NYSE Chairman John Reed Speaks at RAND Graduate School Commencement, As 20 Doctorates in Policy Analysis Are Awarded

For Release

July 17, 2004

New York Stock Exchange Chairman John Reed delivered the commencement address today at graduation ceremonies for the Pardee RAND Graduate School (PRGS), which awarded a record 20 doctorates in policy analysis.

Reed, who is also the retired chairman and co-CEO of Citigroup, challenged the new graduates to move policy analysis in support of decisionmakers in both the public and private sectors to new levels of insight and usefulness.

Both public and private organizations operate at the frontiers of their competence, and are always short of “good people” and always confronting an array of seemingly intractable problems, Reed said. RAND, which pioneered much of the quantitative fact-based analysis that should underlie decisions of importance, continues to be vital in improving our capabilities and in training the professionals who are essential in dealing with the complexities and subtleties of our information-rich world, Reed said.

Reed said the PRGS graduates and others of their generation will be essential to moving the frontiers of public policy and decision-making forward. There is nothing more important to the workings of our society, he said.

The commencement was held at the California Yacht Club in Marina del Rey, Calif., not far from Santa Monica where PRGS is located. The graduate school is part of the RAND Corporation, a nonprofit research organization.

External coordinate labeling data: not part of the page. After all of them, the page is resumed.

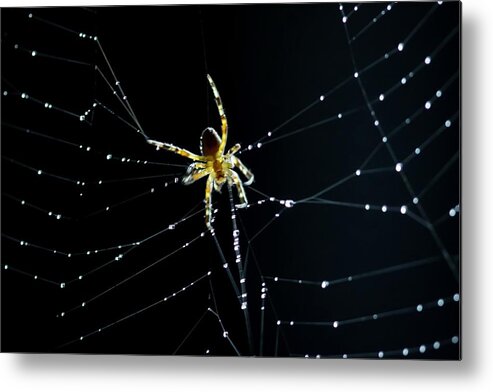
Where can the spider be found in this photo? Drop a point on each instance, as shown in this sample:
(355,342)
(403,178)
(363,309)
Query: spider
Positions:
(214,162)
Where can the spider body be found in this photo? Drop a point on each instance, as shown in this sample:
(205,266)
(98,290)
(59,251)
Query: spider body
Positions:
(213,162)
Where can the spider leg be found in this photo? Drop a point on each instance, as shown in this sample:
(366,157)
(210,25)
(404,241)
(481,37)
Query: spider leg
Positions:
(176,150)
(233,150)
(208,203)
(235,178)
(220,108)
(246,172)
(195,171)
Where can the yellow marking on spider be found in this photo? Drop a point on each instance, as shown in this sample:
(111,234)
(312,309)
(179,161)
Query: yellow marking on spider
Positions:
(213,163)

Honorary degrees were awarded to: Paul O’Neill, former Secretary of the Treasury and former CEO of Alcoa; and James Q. Wilson, professor emeritus of management and public policy at the University of California, Los Angeles and winner of the Presidential Medal of Freedom. Reed and O’Neill are members of the RAND Corporation Board of Trustees. Wilson is member of the PRGS Board of Governors and is a former RAND trustee.

PRGS offers the only accredited doctoral program based at an independent policy research institution. Founded in 1970, it has awarded 174 Ph.D.s in policy analysis, including those awarded today—more than any graduate school in the world.

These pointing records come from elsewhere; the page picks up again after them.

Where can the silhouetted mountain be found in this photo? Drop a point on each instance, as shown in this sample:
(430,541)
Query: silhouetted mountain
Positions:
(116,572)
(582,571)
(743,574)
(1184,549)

This year’s dissertations by the new graduates cover a broad range of topics including: the placement of inner city drug treatment centers, the kindergarten entrance age, factors influencing breastfeeding in the United States, health maintenance organizations, the design of clinical trials, melanoma screening, life insurance, local responses to chemical terrorism, the Chinese economy, Air Force purchasing and supply management, preparation of U.S. diplomats, and dealing with the impact of a deadly asteroid on Earth.

RAND Corporation president and CEO James A. Thomson told PRGS graduates today: “There are only 20 of you, but you will have an impact on the shape of the world far out of proportion to your numbers. And PRGS can take some credit for that, because it has given you the policy analysis skills to make your mark.”

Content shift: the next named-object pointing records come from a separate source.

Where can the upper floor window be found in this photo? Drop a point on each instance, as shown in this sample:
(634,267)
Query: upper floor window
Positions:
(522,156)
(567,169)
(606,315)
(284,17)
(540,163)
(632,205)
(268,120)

“You’ve spent the last few years working on RAND research projects, studying some of the greatest challenges facing the world,” Thomson continued in addressing the graduates. “You’ve been trained not just to study what happened in the past, but to make new things happen in the future. You believe fiercely in getting out of the ivory tower, getting your hands dirty in the real world. You won’t just wait for the future to come to you — you will work to help create the future.”

PRGS currently has a record enrollment of 85 students and the entering class for the upcoming academic year will be the largest since the school was founded—26 students, chosen from about 800 applicants.

The PRGS doctorate in policy analysis is designed to train creative thinkers to play important roles in solving major problems facing the nation and the world. PRGS emphasizes interdisciplinary study and teamwork in research, and students work as research assistants at RAND to combine their classroom learning with practical experience in cutting edge research.

Today’s commencement exercise was the first since the RAND Graduate School was renamed the Frederick S. Pardee RAND Graduate School, in honor of a former RAND employee who donated $10 million to the school last December. The gift was the largest ever made by an individual to RAND and is one of the largest gifts ever by an individual to a single Ph.D. program in the United States.

Frederick S. Pardee worked at RAND from 1957 to 1971 and has had a longstanding interest in improving the human condition and in the future. After leaving RAND, he became a successful real estate investor. He previously made $15 million in gifts to establish research centers focusing on the long-term future at both RAND and Boston University.

All PRGS students receive fellowships that pay for all tuition costs and health care, and a stipend based on the work they perform on RAND research projects. Past graduates of PRGS have gone on to careers in government, business, nonprofit institutions and academia.

PRGS has expanded its mission with programs like the Volcker Initiative for Public Service. The initiative builds upon the recommendations of the National Commission on the Public Service, which was headed by former Federal Reserve Chairman Paul A. Volcker and commonly referred to as the Volcker Commission. Funded by a $600,000 gift from Volcker, the initiative is addressing issues including: how to make government more efficient; how to attract and retain innovative leaders; and how to measure and improve productivity.